L’un des monuments les plus saisissants de Campo Maior est la Chapelle des Ossements, située dans l’église paroissiale. Construite avec les restes des victimes de la terrible explosion d’un dépôt de poudre survenue en 1732, elle est décorée d’ossements et de crânes humains. C’est un lieu d’une grande intensité, presque silencieux, qui évoque à la fois la fragilité de la vie, la tragédie et la résilience.

Et puis, il y a les fleurs.



Campo Maior est le berceau de l’une des traditions populaires les plus extraordinaires du Portugal : les Festas do Povo, ou Fêtes du Peuple. Contrairement aux fêtes annuelles, cette célébration n’a lieu que lorsque les habitants de Campo Maior décident que le moment est venu. Lorsqu’elle se tient, toute la ville se métamorphose.

Pendant des mois, les habitants confectionnent des millions de fleurs en papier entièrement réalisées à la main. Les rues se couvrent de couleurs, tandis que balcons, arches et façades deviennent les éléments d’une immense œuvre d’art vivante. Le résultat est à la fois festif, émouvant et profondément collectif : une fête créée par les habitants, pour les habitants.

Après plusieurs années d’interruption, les Festas do Povo feront leur grand retour en 2026. D’ici là, les visiteurs peuvent découvrir l’esprit de cette tradition au musée qui lui est consacré, où les couleurs, la créativité et la passion de Campo Maior vivent tout au long de l’année.

Campo Maior ne se révèle pas d’un seul regard. C’est une ville faite de multiples couches : une histoire de frontière, une culture du café, un héritage familial, le vin, des fêtes uniques et l’hospitalité paisible de l’Alentejo.

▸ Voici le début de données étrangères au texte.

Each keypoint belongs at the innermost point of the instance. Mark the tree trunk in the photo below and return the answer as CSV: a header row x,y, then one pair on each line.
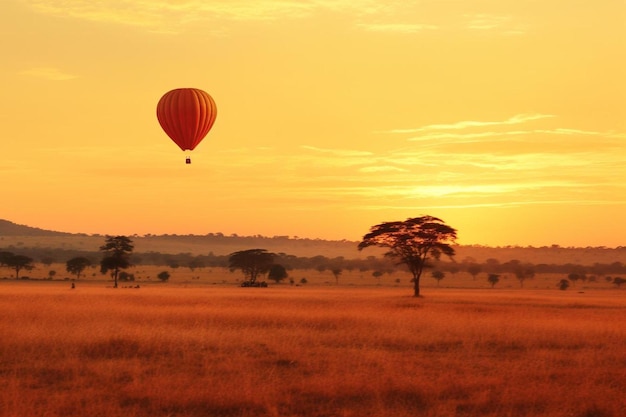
x,y
416,285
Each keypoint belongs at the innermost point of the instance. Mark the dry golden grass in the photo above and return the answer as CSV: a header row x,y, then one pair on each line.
x,y
167,350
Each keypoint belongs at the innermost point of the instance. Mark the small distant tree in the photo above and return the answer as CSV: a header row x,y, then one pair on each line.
x,y
125,276
277,273
524,274
17,263
117,251
493,279
573,277
336,273
474,269
77,265
47,260
438,275
252,262
619,281
412,242
377,274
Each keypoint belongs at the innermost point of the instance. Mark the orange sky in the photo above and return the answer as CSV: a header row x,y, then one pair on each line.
x,y
505,118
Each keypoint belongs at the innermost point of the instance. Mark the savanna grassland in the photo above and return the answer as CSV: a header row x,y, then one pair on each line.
x,y
220,350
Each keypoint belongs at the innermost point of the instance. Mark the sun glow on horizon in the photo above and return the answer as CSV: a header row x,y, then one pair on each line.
x,y
507,122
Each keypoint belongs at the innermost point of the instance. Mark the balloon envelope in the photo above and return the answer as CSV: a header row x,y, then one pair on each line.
x,y
186,115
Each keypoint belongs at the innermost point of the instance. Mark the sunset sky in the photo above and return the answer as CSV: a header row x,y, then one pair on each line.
x,y
504,118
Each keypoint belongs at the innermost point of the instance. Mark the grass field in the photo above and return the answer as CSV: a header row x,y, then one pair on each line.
x,y
211,350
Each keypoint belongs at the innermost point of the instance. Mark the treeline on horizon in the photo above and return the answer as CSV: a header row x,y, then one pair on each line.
x,y
48,256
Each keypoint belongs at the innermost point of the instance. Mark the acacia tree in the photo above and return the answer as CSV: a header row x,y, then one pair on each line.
x,y
117,252
77,265
252,262
412,242
16,262
493,279
438,275
277,273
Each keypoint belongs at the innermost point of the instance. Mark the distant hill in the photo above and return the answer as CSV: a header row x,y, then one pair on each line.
x,y
8,228
14,237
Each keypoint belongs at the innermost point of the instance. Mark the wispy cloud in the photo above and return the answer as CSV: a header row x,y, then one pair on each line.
x,y
514,120
169,16
48,73
337,152
160,14
382,168
487,21
397,27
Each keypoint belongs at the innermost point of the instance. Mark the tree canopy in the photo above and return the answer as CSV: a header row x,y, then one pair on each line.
x,y
77,265
252,262
412,242
16,262
117,252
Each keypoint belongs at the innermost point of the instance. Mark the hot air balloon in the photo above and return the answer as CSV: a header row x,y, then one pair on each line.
x,y
186,115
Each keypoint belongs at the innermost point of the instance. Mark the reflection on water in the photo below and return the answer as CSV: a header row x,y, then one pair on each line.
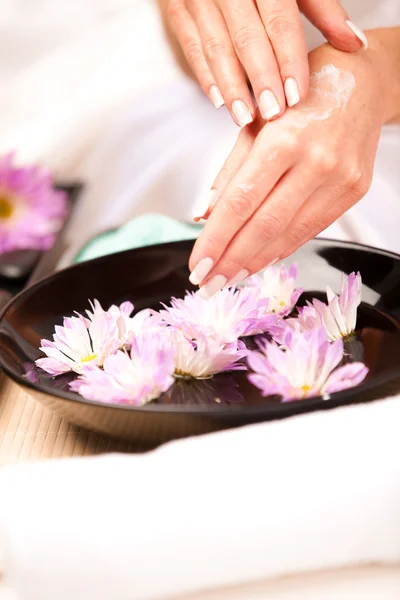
x,y
377,344
221,389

C’est le Portugal dans une tasse de café, dans un verre de vin, dans une fleur en papier façonnée à la main et dans un paysage modelé par la patience et le travail.

Ce qui n’était autrefois qu’une ville frontalière ingénieuse est devenu un remarquable exemple de la manière dont une identité locale peut s’épanouir tout en rayonnant à l’échelle internationale. Campo Maior est peut-être une petite ville, mais son histoire dépasse largement les frontières de l’Alentejo.